Era a primeira vez de Davi na Cidade Maravilhosa. Apesar de trabalhar em navios e visitar diversos lugares ao redor do mundo, nunca havia sido escalado pra uma rota que incluísse o Brasil. Pelo contrário, ele era sempre selecionado pela empresa pra navegar pelo Mediterrâneo ou Ásia. O que não era ruim, mas seu sonho era poder terminar sua carreira a bordo tendo pisado em terras brasileiras.
Na sua primeira viagem a bordo do SeaFree, Davi estava escalado pra trabalhar 8 horas por dia, e teria as noites livres. Não pensou duas vezes e já começou a pesquisar o que fazer primeiro no Rio: visitar uma quadra de escola de samba, ir a Lapa, andar pela Lagoa, conhecer as praias de Ipanema e Copacabana…estava em êxtase completo! Queria poder garantir logo alguns pontos turísticos a serem riscados da sua lista, já que não tinha certeza de novamente ter alguma oportunidade durante aquele verão.
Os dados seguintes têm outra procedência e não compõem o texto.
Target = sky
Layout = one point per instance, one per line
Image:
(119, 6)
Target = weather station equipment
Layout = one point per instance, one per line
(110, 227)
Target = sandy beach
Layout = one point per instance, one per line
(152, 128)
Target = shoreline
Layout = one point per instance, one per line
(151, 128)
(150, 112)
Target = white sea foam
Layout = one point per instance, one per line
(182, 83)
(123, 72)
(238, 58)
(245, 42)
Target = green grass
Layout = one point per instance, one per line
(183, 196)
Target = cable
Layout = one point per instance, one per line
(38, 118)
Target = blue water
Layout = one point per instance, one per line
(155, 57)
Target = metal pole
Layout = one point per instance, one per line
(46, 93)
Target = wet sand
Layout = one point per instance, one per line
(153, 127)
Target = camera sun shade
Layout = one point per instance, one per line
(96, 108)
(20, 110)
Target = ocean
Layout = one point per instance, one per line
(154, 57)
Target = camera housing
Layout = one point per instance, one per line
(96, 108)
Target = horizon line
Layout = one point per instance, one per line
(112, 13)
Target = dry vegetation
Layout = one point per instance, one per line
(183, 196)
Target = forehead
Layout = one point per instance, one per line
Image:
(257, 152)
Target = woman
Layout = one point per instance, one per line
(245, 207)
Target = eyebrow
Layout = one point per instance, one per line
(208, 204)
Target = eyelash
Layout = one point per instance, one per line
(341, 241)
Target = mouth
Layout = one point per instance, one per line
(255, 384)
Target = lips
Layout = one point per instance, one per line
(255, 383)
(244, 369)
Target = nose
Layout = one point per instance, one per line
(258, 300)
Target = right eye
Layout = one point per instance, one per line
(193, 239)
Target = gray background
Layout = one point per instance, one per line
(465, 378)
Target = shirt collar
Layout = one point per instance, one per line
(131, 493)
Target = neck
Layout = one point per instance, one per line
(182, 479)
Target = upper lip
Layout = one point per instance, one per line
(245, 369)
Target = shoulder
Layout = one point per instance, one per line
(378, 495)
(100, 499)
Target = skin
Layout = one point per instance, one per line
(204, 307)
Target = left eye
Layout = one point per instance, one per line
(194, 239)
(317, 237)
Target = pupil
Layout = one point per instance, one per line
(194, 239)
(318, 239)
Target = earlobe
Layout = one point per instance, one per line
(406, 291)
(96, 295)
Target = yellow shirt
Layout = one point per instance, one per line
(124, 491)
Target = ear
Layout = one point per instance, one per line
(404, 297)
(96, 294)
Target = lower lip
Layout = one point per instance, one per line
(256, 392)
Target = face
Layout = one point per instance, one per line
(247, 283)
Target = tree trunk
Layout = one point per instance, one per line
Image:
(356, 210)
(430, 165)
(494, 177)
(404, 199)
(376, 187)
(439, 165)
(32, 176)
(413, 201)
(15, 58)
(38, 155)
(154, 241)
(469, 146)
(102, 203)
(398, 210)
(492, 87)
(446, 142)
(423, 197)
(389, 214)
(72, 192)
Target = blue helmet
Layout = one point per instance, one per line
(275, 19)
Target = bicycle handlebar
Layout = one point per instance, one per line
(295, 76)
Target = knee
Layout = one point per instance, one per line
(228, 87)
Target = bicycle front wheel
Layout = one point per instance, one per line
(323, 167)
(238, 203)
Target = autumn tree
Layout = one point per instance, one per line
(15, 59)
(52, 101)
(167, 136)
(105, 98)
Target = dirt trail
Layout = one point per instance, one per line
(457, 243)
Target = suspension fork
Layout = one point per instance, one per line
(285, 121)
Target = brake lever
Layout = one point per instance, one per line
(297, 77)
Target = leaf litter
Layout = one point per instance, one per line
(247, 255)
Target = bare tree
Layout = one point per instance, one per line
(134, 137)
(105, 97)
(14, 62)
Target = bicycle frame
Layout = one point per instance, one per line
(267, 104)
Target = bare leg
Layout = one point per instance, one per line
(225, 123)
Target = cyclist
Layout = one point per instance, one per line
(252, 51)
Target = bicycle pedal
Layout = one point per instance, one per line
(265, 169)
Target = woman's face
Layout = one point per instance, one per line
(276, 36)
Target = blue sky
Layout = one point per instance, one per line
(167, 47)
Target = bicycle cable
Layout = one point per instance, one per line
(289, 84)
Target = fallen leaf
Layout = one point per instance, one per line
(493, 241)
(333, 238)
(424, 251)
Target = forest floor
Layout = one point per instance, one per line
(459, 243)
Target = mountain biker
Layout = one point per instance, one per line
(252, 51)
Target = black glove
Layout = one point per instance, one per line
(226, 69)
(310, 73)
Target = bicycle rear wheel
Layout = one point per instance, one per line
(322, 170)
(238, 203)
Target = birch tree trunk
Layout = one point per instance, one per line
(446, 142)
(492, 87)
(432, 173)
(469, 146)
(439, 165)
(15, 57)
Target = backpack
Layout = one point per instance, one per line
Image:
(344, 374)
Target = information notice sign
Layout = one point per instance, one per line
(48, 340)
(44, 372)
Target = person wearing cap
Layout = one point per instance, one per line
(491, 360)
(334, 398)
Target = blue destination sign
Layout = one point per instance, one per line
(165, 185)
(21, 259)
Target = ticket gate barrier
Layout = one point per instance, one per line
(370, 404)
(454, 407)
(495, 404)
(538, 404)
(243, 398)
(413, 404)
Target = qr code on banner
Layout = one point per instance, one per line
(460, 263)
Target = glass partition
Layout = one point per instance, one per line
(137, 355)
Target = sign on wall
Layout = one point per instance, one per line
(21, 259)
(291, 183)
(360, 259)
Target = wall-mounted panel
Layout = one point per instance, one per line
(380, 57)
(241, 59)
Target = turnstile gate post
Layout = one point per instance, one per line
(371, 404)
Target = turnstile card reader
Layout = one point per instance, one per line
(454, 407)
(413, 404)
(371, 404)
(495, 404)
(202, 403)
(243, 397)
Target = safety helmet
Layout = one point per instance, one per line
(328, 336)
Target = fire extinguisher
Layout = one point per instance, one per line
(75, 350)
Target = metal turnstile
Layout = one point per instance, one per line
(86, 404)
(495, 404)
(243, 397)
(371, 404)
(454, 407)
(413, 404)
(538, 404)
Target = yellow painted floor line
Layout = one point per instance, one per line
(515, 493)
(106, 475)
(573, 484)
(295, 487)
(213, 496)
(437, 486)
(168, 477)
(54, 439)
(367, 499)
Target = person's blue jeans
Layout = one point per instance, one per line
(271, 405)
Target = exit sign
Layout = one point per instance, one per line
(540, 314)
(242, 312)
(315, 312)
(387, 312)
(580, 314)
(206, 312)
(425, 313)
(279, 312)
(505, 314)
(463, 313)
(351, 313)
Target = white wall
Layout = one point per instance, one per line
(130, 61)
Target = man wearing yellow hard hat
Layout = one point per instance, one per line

Escolheu então ir a Copacabana, e, já que estava tão quente durante ‘a noite, foi preparado pra dar um mergulho. Era ótimo nadador, participou de diversas competições de triatlo e nado na Colômbia (seu país de origem) e se orgulhava das medalhas conquistadas ao longo dos seus 15 anos como triatleta. No entanto, estava um pouco parado porque, desde que entrou pra vida a bordo, deixou de lado os treinamentos e a dedicação ao esporte que tanta amava.
Desceu do metrô e foi em direção ‘a praia, pois não queria perder nenhum segundo daquela aventura noturna. Eram quase 7 da noite e Davi precisaria retornar ao navio antes das 2 da manhã, quando começaria seu turno daquele dia. Um pouco assustado por sempre ouvir tantas histórias de turistas e tripulantes que já haviam passado pelo Rio, Davi tentava manter a calma enquanto caminhava pelas ruas do bairro, procurando não se perder entre elas e, dessa forma, alcançar o mais rápido possível o famoso calçadão.
Lá estava ela! Com algumas ondas pequenas, bastante gente circulando pelas areias e jogando futebol ou vôlei, Copacabana era mesmo inconfundível! Assim que chegou, logo fez amizade com um barraqueiro e deixou sua mochila enquanto corria pra dar um mergulho. Olhou pra aquela imensidão de mar e pensou: “Como pude não pisar nessas areias antes! Quanta vibração positiva essa praia consegue irradiar!” Estava embrigado de alegria, parecia uma criança vendo o mar pela primeira vez.
O que Davi não esperava era que, ao correr desenfreadamente em direção ao mar, esbarrou forte e derrubou Aline, carioca que vivia em Botafogo, e que caminhava com seu cachorro distraidamente. Não sabia se se desculpava ou se tentava levantar Aline que, atordoada, buscava entender o que estava acontecendo. O pequeno shitzu de Aline parecia não ter se dado conta da situação, pois nem latiu ou tampouco tentou morder Davi. Sem graça dos pés a cabeça, Davi misturava inglês com um portunhol aprendido no navio para tentar se redimir do nocaute que havia dado em Aline.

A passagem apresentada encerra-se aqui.